# ML Workshop: Generating Text using an N-gram Model

## What is an N-gram Model?

An $N$-gram model is a simple but powerful tool used in natural language processing (NLP) for predicting the next word in a sequence of words. It's based on the idea that the probability of a word occurring depends on the previous $N-1$ words in the sequence.

## How Does it Work?

Imagine we have a sentence: "The quick brown fox jumps". 

- A unigram model ($N=1$) predicts the next word based on the probability of individual words. For example, given "The", it might predict "quick" with high probability because "quick" often follows "The".
- A bigram model ($N=2$) predicts the next word based on the probability of pairs of words. For example, given "quick brown", it might predict "fox" because "fox" often follows "quick brown".
- An $N$-gram model generalizes this concept to predict the next word based on the probability of the previous $N-1$ words.

## Model Architecture

In our workshop, we'll create a simple $N$-gram model using PyTorch. Here's a simplified overview of the architecture:

1. **Tokenization**: We'll convert our text data into tokens (words or characters).
2. **Embedding**: Each token is represented as a high-dimensional vector (embedding).
3. **Concatenation**: We concatenate the embeddings of the previous $N-1$ tokens into a single vector.
4. **Fully-Connected Layers**: We pass the concatenated vector through fully-connected layers with activation functions like ReLU.
5. **Output Layer**: Finally, we predict the probability distribution over the vocabulary to determine the next token.

## Workshop Goals

By the end of this workshop, you'll understand the basics of $N$-gram models and how they can be implemented using PyTorch. You'll also be able to train your own model and generate text based on the patterns it learns from the training data.

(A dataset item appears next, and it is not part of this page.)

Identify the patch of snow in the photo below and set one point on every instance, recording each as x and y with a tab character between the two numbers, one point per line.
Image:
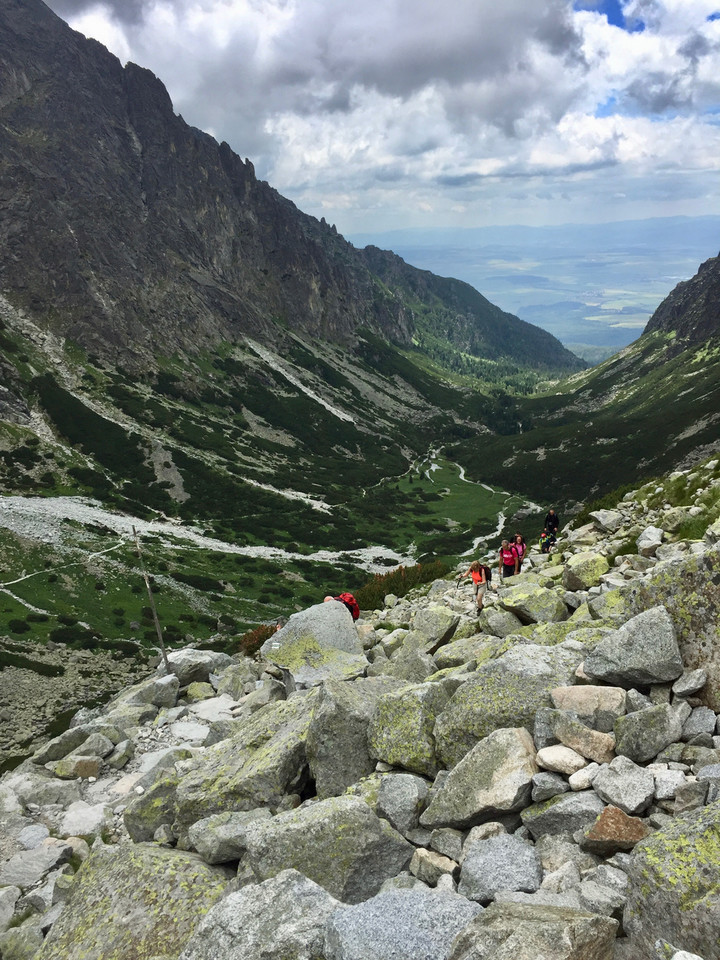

Let's dive in and explore the world of NLP with $N$-gram models!

---

*Author: Shivam Gupta*

*GitHub Repository: [shivamCode0/ngram](https://github.com/shivamCode0/ngram)*


### Imports and Setup (Run this block first)


In [None]:
%pip install torchinfo
%pip install torchviz

In [None]:
import torch
import torch.nn as nn
import torch.nn.functional as F
import torch.optim as optim
from torchinfo import summary
from torchviz import make_dot
from abc import ABC, abstractmethod

In [None]:
device = torch.device("cuda:0" if torch.cuda.is_available() else "cpu")
print(device)

In [None]:
# download file to tmp/data.txt
!wget -O data.txt https://raw.githubusercontent.com/karpathy/char-rnn/master/data/tinyshakespeare/input.txt

### 1. Load & Preprocess Dataset

In [None]:
with open('data.txt', 'r') as f:
    text = f.read()
print('text length:', len(text))

⚠️⚠️⚠️ Print first 100 characters of text ⚠️⚠️⚠️


In [None]:
# TODO: print first 100 characters of text


In [None]:
chars = ["[PAD]", *sorted(list(set(text)))]
vocab_size = len(chars)
print("".join(chars))
print("vocab size:", vocab_size)

In [None]:
# Create mapping from character to index and vice versa
# create a mapping from characters to integers
stoi = { ch:i for i,ch in enumerate(chars) }
itos = { i:ch for i,ch in enumerate(chars) }
encode = lambda s: [stoi[c] for c in s] # encoder: take a string, output a list of integers
decode = lambda l: ''.join([itos[i] for i in l]) # decoder: take a list of integers, output a string

⚠️⚠️⚠️ Verify that `encode` and `decode` work ⚠️⚠️⚠️

In [None]:
print(decode(encode("")))

In [None]:
# store in tensor
data = torch.tensor(encode(text), dtype=torch.int64, device=device)
print(data.shape, data.dtype)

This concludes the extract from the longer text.